Creating Wildlife Cover
By Jodi Henke
Providing habitat for wildlife is critical for maintaining and restoring populations. But its success depends on the right balance of components for nesting, foraging, and escape.
Extension wildlife specialist Brian MacGowan, Purdue University, says many people want to see more wildlife on their land and are looking for ways to enhance habitat. However, creating a habitat can be overwhelming. That's because there are often hundreds of potential species living on a rural property. "My recommendation is to focus on one or two species that could be surrogate species for the rest of the diversity of wildlife that could potentially use the property," says MacGowan. "Something like wild turkey or deer."
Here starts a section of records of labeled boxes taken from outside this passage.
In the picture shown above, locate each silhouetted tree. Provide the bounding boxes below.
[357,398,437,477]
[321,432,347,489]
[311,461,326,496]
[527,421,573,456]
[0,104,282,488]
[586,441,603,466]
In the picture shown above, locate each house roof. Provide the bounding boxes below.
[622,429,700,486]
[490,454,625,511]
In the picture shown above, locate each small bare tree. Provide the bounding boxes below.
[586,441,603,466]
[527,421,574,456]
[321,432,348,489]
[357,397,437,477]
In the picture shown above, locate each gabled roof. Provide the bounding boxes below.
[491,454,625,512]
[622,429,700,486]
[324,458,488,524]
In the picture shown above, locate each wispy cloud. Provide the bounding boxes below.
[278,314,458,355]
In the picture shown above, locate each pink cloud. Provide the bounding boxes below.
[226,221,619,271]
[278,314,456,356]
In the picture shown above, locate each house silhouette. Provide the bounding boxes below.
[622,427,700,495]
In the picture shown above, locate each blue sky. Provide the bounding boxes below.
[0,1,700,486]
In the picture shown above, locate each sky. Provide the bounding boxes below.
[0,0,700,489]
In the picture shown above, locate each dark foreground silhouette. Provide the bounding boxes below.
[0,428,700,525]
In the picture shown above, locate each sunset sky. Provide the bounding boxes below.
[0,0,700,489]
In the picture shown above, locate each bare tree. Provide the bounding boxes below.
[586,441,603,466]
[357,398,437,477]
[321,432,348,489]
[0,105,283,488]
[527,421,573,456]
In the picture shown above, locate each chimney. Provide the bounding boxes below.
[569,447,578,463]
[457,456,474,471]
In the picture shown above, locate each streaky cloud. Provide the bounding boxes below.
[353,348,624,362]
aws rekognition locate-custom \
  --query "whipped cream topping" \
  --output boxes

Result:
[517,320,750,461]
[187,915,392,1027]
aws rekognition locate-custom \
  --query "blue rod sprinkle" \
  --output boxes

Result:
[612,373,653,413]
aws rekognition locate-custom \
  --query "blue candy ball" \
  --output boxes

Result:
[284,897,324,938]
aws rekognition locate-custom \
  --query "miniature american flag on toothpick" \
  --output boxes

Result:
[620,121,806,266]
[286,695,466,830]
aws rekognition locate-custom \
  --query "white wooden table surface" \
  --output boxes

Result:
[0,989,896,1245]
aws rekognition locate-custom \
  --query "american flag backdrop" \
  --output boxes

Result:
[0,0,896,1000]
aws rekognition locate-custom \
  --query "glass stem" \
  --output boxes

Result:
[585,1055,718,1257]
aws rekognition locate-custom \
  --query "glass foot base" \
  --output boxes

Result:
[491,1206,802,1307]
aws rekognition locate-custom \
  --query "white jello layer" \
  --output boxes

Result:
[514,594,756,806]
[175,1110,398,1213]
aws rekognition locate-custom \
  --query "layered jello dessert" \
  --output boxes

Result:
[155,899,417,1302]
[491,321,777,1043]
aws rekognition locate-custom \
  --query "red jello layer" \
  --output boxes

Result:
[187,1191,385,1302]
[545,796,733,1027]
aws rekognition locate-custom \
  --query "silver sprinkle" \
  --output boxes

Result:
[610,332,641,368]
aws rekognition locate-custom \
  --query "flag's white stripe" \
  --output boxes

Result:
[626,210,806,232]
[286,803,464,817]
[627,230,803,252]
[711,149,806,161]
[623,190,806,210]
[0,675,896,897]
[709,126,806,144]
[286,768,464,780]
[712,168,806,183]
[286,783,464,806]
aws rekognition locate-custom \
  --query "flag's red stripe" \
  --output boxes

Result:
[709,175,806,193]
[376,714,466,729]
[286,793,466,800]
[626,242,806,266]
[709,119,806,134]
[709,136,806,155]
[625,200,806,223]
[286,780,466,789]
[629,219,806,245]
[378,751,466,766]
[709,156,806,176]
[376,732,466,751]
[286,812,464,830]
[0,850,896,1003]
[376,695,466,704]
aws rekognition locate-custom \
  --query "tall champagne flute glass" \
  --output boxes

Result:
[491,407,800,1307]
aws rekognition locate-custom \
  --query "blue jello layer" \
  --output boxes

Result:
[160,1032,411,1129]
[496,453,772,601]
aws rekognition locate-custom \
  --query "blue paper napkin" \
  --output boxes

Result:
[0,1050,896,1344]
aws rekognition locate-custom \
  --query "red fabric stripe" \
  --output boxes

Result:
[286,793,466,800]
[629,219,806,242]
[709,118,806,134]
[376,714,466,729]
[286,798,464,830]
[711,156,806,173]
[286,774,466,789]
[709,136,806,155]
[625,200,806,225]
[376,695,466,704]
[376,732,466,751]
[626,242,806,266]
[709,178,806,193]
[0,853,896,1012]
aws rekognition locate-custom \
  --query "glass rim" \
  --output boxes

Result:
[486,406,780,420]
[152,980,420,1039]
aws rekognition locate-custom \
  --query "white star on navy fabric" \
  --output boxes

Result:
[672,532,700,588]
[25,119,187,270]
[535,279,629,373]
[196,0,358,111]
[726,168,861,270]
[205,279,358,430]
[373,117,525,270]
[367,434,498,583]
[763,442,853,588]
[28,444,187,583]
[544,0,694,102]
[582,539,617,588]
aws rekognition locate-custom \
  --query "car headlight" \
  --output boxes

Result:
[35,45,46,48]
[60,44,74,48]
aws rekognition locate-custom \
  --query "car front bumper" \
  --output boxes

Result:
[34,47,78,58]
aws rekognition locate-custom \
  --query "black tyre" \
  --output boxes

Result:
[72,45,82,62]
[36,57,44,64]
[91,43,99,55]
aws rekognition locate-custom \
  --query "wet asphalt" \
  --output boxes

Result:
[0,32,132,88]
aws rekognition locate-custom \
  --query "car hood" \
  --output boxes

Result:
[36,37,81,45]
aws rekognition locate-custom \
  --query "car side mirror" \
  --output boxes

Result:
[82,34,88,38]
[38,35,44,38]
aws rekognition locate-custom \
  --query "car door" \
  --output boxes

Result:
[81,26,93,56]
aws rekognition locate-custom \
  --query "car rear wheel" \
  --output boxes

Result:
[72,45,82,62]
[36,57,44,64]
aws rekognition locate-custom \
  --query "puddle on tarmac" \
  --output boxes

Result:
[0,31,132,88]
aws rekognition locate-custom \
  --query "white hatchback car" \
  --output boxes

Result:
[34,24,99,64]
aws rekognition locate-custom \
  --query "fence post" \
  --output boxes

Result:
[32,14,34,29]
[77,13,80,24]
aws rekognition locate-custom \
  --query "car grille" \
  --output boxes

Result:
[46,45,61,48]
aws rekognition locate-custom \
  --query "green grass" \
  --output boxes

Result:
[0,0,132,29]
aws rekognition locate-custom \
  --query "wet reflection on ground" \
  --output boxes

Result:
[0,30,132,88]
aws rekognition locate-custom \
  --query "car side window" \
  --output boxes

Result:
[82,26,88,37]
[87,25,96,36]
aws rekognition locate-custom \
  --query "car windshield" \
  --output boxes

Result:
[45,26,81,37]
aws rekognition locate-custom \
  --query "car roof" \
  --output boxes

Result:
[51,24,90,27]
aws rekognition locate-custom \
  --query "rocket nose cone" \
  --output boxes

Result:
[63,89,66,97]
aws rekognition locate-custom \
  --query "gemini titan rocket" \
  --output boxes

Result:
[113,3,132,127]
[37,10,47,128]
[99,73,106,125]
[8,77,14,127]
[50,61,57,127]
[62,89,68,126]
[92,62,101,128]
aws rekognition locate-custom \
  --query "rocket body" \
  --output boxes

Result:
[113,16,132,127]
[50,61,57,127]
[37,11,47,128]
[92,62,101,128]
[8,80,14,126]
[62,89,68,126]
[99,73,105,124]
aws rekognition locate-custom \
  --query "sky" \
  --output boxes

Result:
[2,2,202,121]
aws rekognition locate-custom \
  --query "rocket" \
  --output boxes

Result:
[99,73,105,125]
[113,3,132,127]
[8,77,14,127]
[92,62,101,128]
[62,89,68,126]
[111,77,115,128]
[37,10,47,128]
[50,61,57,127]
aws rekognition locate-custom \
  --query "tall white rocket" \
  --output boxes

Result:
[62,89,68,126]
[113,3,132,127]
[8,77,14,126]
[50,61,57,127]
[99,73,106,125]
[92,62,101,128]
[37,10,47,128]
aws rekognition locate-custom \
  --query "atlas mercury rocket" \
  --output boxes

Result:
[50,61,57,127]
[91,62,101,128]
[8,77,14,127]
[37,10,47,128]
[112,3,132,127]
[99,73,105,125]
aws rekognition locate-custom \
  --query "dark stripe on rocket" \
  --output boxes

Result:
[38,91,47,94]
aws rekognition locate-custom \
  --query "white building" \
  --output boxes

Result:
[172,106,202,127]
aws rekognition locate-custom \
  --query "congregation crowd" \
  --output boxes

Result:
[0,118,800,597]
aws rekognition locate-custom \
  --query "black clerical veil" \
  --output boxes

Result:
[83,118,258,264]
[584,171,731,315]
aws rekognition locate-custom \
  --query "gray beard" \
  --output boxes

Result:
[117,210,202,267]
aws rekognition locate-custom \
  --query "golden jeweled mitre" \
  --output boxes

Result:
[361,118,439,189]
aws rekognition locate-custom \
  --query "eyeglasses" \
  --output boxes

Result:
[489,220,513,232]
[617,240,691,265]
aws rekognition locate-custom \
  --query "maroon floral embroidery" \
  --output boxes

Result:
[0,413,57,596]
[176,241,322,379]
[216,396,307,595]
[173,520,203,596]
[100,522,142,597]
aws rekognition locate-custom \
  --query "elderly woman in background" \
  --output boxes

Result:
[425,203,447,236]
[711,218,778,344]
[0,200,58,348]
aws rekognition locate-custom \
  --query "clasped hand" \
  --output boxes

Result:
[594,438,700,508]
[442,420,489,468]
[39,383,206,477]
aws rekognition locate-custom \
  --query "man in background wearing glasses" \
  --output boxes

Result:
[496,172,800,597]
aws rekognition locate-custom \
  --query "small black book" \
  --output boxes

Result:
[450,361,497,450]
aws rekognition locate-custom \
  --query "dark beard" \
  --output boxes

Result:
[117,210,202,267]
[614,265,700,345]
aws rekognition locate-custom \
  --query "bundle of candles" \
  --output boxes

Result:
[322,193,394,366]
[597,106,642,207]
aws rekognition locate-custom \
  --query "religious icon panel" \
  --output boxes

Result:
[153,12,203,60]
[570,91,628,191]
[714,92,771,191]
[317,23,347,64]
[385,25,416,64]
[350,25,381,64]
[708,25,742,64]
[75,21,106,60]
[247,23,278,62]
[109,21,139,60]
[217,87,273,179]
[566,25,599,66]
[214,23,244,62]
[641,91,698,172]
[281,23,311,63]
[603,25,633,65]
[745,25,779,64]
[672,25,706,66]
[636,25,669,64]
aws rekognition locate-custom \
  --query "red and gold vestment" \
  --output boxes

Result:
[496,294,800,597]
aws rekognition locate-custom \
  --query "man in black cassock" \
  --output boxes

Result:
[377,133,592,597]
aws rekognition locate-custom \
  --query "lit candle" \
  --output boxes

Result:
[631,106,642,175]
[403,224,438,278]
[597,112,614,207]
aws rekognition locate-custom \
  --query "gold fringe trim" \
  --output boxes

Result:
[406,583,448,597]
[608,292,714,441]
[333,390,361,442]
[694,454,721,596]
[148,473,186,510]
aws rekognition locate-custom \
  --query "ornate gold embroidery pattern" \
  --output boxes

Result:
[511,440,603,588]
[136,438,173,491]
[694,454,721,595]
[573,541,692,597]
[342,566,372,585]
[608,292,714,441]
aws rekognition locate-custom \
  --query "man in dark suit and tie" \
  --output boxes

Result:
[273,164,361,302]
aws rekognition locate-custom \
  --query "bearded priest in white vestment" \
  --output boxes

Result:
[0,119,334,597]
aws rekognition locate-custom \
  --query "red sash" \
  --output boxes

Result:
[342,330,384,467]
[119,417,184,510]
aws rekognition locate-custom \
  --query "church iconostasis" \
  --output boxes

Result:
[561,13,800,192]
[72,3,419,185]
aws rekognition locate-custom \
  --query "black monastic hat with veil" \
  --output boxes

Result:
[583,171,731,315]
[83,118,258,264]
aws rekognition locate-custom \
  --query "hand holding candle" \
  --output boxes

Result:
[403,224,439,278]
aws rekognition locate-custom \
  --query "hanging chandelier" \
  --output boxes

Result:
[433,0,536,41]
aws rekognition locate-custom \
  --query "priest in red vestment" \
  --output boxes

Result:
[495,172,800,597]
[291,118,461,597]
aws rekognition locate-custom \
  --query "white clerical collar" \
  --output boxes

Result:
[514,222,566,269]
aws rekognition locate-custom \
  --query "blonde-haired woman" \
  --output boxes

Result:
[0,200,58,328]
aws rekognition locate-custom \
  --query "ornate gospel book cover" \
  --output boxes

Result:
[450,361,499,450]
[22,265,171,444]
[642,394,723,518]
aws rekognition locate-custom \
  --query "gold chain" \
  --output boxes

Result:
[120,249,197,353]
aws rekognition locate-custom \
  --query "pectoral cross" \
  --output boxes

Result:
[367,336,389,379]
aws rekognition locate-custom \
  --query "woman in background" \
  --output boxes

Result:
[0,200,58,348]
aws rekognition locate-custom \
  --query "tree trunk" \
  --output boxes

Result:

Focus on the edge of the woods
Very often the requirements of one species will overlap with those of another. If you have a woodland area, your effort should be focused on the outer edges usually adjacent to a pasture or field. Gradually transitioning from timberland to grassland will accommodate many species. Vary the height of grasses and shrubs by thinning out 25% to 75% of the canopy along the edge.
"Create snags along the edge by girdling the undesirable trees," says MacGowan. "You'll get a lot of new undergrowth over the next several years because of the opening in the forest canopy. Fallen treetops and new vegetation provide good cover for songbirds and small mammals. You can also construct brush piles. The best arrangement is large logs on the bottom and smaller limbs on top."